Nora sonrió al ver la escena y rápidamente tranquilizó a Lucien:
—No te preocupes. Ella está en buenas manos.
Lucien lanzó una mirada a Nora como para decir que era a las ‘buenas manos’ a las que temía.
Evana se encontró inesperadamente rodeada por el calor de los Hermanos Frost y, al observar la camaradería entre los hermanos, no pudo evitar sentirse atraída por su energía contagiosa. Cada hermano tenía un encanto único que añadía una capa de entretenimiento a la habitación.
Al salir Nora y Evana de la habitación, dejando a los hermanos a merced de cada uno, Evana solo pudo sacudir la cabeza y suspirar aliviada al mirar a Nora:
—¡Dios mío! Esos hombres son algo más. ¿Siempre son así de caóticos?”
—Nora sonrió—. Créeme, se han contenido frente a ti porque te están conociendo por primera vez.

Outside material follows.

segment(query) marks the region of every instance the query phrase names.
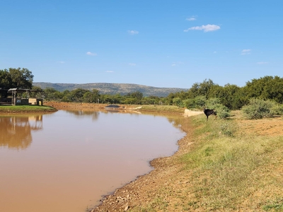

—Veo que se van a ampliar mis horizontes en un futuro cercano —murmuró Evana mientras miraba hacia atrás con una sonrisa.
—Dora se balanceaba en el columpio mientras miraba a sus dos pequeños perros correr en círculos. Se rió de las travesuras de los pequeños cachorros. Esto era mucho más divertido que esperar todo el día a que su madre o su hermana vinieran a jugar con ella. Kitten y Gaia se habían convertido en sus mejores amigas. Mientras estaba sentada de repente, el comportamiento juguetón de Kitten cambió y dejó escapar un gruñido bajo, asustando incluso a Gaia que había venido a jugar con ella.
—Rápidamente, la joven perra, se puso protectora frente a la niña, confundiéndola—. ¿Kitten? ¿Qué te ha pasado?
—Mientras Dora miraba alrededor, una persona entró al jardín donde estaba jugando. Asustada al principio, estuvo a punto de gritar antes de ver quién había venido. Rápidamente, levantó los brazos y saludó al hombre—. ¡Hola, Tío Robert! ¿Cómo estás?
Acarió al perro gruñón en el cuello mientras decía:
— ¡Relajate, Kitten! Este es el tío Robert.
Al ver que la dueña no estaba muy preocupada, la perra retrocedió lentamente pero se mantuvo alerta. —Dora sonrió al hombre mayor— ¿Tío Robert? ¿Estás aquí buscando a papá? ¿Pero aún no ha llegado a casa? ¿O se le olvidó algo y te envió a buscarlo a su oficina? Espera, iré a preguntarle a mami…
—Ninguna necesidad, Princesa Dora —respondió—. Tu padre me pidió efectivamente que trajera algo de aquí. Pero afortunadamente, no necesito buscar a Lady. Porque tú estás aquí.
—Dora abrió mucho los ojos al tono del hombre mayor—. ¿Por qué su padre la convocaba? ¿Tenía algo que ver con sus mascotas? Pero había estado entrenándolas diligentemente con el entrenador.
—¿Por qué quiere que venga? ¿Estoy en problemas? ¡Tío Robert tienes que decirme!
—No lo sé, Princesa Dora —respondió—. Pero estoy seguro de que no estás en problemas. Tu padre no tenía una expresión enojada cuando me dijo que te trajera. Ahora vamos. Él está esperando. No es bueno hacerle esperar.
—Dora asintió rápidamente y colocó su mano en la del hombre mayor mientras decía:
— Déjame ir a decírselo a mami. Volveré.
—No hay necesidad, Dora —respondió—. Lady Cordelia ya lo sabe. Ahora ven rápido.
—Dora asintió y se fue saltando con el Tío Robert, dejando a los dos perros atrás con una orden murmurada de quedarse.
—Robert miró la manita de la niña en la suya y sintió un golpe de remordimiento, pero eso no le impidió llevársela. A medida que iba más lejos, se consolaba pensando que al menos la Princesa Dora estaba más segura con él que con cualquier otra persona.
Lo que las dos personas no se dieron cuenta fue que los perros no se quedaron quietos por mucho tiempo. Uno de los perros ya se había retirado mientras que el otro estaba siguiendo detrás lentamente, sin hacer ruido, los ojos fijos en las dos personas delante de ella.”